カラスがゴミ袋を漁る理由

ゴミ入れの白い箱とゴミ袋。


生ゴミが入って無いのにゴミ袋を漁るカラス

以前、生ゴミの入ったゴミ袋を、ちょっとの間、駐車場に出していたら、カラスに突かれたことがあった。
コンクリート敷きの駐車場に、あっという間に生ゴミが散乱。
後片付けに大変な思いをした。
空腹のカラスに対しては、ちょっとの油断も禁物である。

今回は、生ゴミ無しのゴミ袋が突かれた。
上の写真のゴミ袋に生ゴミは一切入っていない。
ビニールと紙くず類だけである。
食品の包装紙も入ってはいない。
生ゴミが入っていないから大丈夫だろうと、白いゴミ箱の横に置いたのだ。
それなのに、ゴミ袋がカラスに漁られている。

台所から出た生ゴミは、いつも写真の白いゴミ箱に入れている。
木枠とアルミ複合板で作った頑丈なゴミ箱なので、カラスを寄せ付けない代物。
今日は、このゴミ箱が満杯だったので、箱の横にゴミ袋を置いたのだった。

カラス対策の例

以下に載せた注意書きは、ある自治体がカラス対策として、市のサイトで市民に訴えているもの。
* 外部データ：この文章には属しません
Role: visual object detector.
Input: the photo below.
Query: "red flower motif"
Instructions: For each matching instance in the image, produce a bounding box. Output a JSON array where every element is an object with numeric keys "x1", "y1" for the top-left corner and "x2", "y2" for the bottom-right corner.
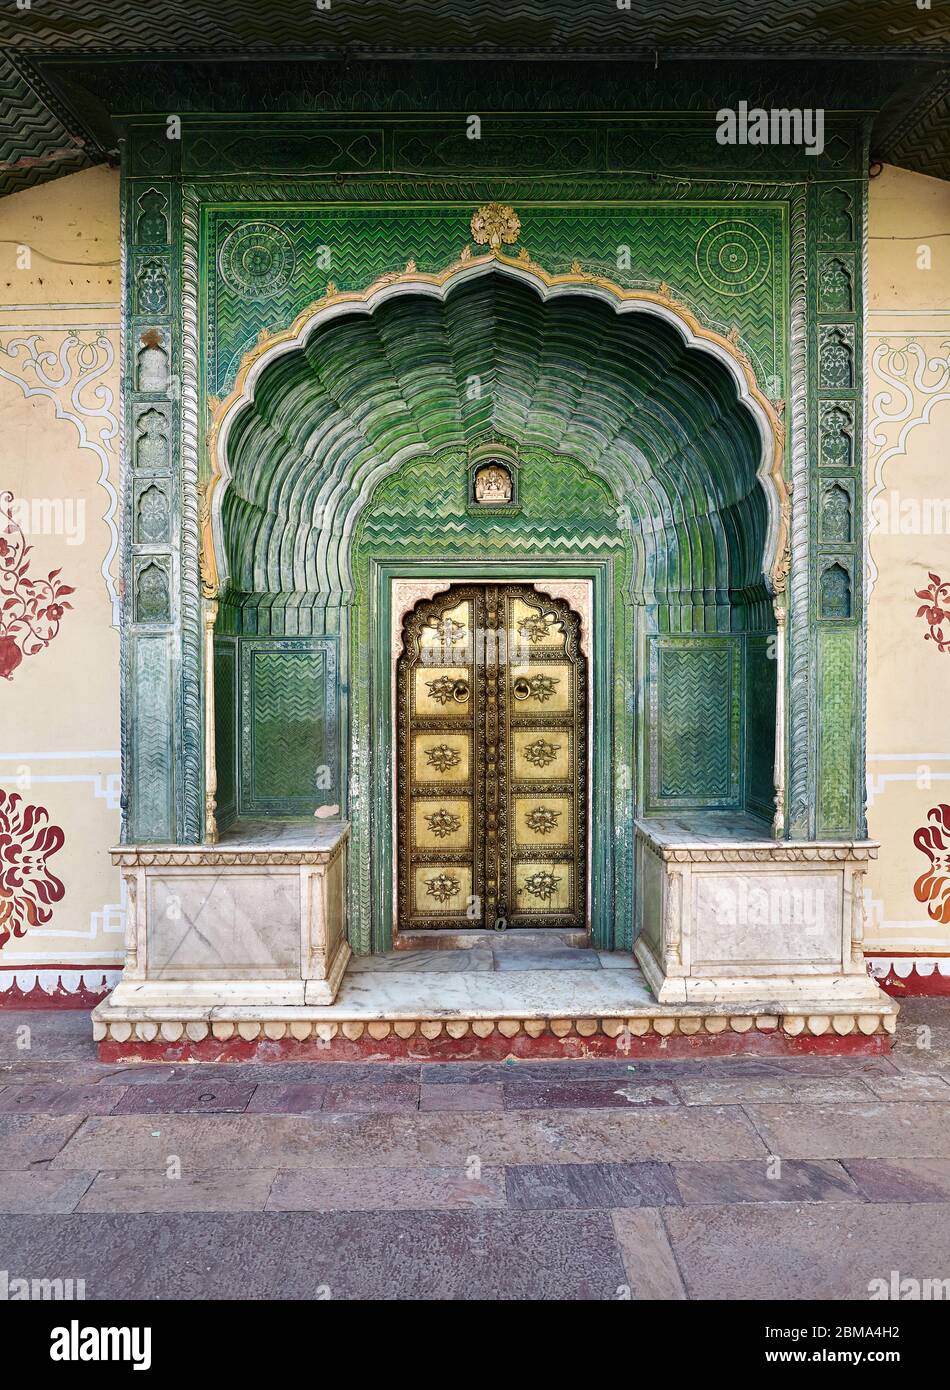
[
  {"x1": 0, "y1": 789, "x2": 65, "y2": 949},
  {"x1": 913, "y1": 804, "x2": 950, "y2": 926},
  {"x1": 0, "y1": 635, "x2": 22, "y2": 681},
  {"x1": 915, "y1": 573, "x2": 950, "y2": 654},
  {"x1": 0, "y1": 491, "x2": 74, "y2": 681}
]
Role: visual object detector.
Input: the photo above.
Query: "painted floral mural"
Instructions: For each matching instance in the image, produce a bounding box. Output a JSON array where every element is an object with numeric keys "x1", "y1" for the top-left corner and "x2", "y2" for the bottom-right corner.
[
  {"x1": 0, "y1": 789, "x2": 66, "y2": 949},
  {"x1": 0, "y1": 490, "x2": 74, "y2": 680},
  {"x1": 913, "y1": 804, "x2": 950, "y2": 926},
  {"x1": 915, "y1": 573, "x2": 950, "y2": 654}
]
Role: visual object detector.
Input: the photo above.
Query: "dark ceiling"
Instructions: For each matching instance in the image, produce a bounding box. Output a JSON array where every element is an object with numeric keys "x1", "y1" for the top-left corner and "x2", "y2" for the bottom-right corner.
[{"x1": 1, "y1": 1, "x2": 948, "y2": 197}]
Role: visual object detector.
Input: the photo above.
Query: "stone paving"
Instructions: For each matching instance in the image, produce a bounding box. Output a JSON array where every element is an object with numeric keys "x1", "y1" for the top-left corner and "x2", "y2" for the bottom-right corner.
[{"x1": 2, "y1": 999, "x2": 950, "y2": 1299}]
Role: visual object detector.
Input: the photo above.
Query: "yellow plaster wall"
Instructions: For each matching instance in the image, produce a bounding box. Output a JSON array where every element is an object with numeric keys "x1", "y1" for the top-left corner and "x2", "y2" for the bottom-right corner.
[
  {"x1": 865, "y1": 165, "x2": 950, "y2": 961},
  {"x1": 0, "y1": 167, "x2": 123, "y2": 992}
]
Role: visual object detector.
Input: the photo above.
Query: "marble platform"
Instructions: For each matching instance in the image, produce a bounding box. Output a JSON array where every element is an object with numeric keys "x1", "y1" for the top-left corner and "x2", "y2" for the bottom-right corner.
[
  {"x1": 109, "y1": 821, "x2": 351, "y2": 1005},
  {"x1": 94, "y1": 815, "x2": 899, "y2": 1062},
  {"x1": 93, "y1": 951, "x2": 898, "y2": 1061},
  {"x1": 633, "y1": 817, "x2": 888, "y2": 1008}
]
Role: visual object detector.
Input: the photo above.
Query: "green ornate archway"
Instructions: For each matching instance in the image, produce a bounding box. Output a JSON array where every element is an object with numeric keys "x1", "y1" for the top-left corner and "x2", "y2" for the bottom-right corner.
[{"x1": 208, "y1": 260, "x2": 782, "y2": 951}]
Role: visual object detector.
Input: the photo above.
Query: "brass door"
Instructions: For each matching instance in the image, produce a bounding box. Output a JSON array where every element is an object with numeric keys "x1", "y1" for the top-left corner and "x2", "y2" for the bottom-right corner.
[{"x1": 397, "y1": 584, "x2": 587, "y2": 931}]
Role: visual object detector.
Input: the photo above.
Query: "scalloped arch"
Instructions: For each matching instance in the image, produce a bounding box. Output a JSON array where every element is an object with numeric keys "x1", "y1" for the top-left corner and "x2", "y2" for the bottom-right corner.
[{"x1": 206, "y1": 254, "x2": 785, "y2": 603}]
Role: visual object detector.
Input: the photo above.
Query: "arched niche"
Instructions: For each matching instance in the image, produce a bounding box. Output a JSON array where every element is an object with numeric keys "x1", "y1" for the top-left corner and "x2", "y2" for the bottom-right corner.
[{"x1": 204, "y1": 260, "x2": 784, "y2": 950}]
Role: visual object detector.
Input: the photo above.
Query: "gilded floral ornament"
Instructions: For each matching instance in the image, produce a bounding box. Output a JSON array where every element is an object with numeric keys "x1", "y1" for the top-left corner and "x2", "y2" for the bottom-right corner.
[
  {"x1": 425, "y1": 743, "x2": 462, "y2": 775},
  {"x1": 525, "y1": 805, "x2": 562, "y2": 836},
  {"x1": 518, "y1": 610, "x2": 558, "y2": 644},
  {"x1": 424, "y1": 808, "x2": 463, "y2": 839},
  {"x1": 523, "y1": 737, "x2": 561, "y2": 769},
  {"x1": 470, "y1": 203, "x2": 521, "y2": 252},
  {"x1": 425, "y1": 871, "x2": 461, "y2": 905},
  {"x1": 521, "y1": 868, "x2": 561, "y2": 902}
]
(1)生ごみ処理機などを利用して、台所から出る生ごみの総量を減らしてください。エサになる物が入っていなければカラスも来なくなり、数も減るでしょう。 
(2)ごみ袋を出すとき、カラスのエサになりそうな物は、新聞紙に二重三重にくるんで、ごみ袋の中心部に入れるなどの工夫が大切です。外からエサが見えないようにしてからごみ袋を出してください。 
(3)のら猫対策と同様に、カラスが嫌がるにおいのするクレゾール液や竹酢液を水でうすめてごみ袋の中に撒いておくと嫌がってこなくなります。

カラスが経験で得る知識

(1)の説は至極ごもっとも。
カラスは、自身のエサとなる生ゴミを狙ってゴミ袋を漁るのだから。
私には経験が無いが、(3)の説もそれなりに効果がありそうな気がする。

だが、(2)の説は要注意だ。
このブログに掲載した写真が、それを物語っている。

おそらくカラスは、臭覚や視覚をたよりにゴミ袋を漁るのではないだろう。
人間の習慣を学習して行動するのではないだろうか。
写真のようなゴミ袋には、生ゴミが入っていることが多い。
カラスはそれを、経験的に知っているのだろう。

だから、ビニールと紙くずのみのゴミ袋でも、カラスは以前の経験をたよりに、生ゴミを求めてゴミ袋を突っつきまわる。
そして、生ゴミの不在を確信したときに、はじめて「突っつき作業」をやめるのだ。

こう考えると、上記(2)のアイデアには疑問が湧く。
空腹のカラスは、新聞紙に二重三重にくるまれた生ゴミを難なく見つけ出すに違いない。
そしてそれを、鋭い嘴で引っ張り出し、ご馳走の饗宴に乱舞する。
悪臭ふんぷんたる生ゴミの残骸物が周辺に散らかる。

そんな経験を積めば積むほど、カラスは狂ったようにゴミ袋を突っつきまわすだろう。
間違った方法は、カラスのゴミ漁りを加速させるだけのように思われる。

カラスを撃退するには?

有効なカラス撃退法は、上記注意書きの(3)ではないだろうか。
カラスが、ゴミ袋を嫌なものだと学習すれば、もうゴミ袋を漁ることはしないだろう。
ゴミ袋の「嫌さ加減」が、カラスにとって強烈であればあるほど、利口なカラスはゴミ袋に近づかない。

ただ、その「嫌さ加減」の強烈さが、人間にとっても不快なものだったら、ゴミ収集のオジサンが困ってしまうことになる。


カラスに突かれたゴミ袋の穴。

あらゆる方角から突かれている。

カラスのエサになるものはこのゴミ袋には入っていない。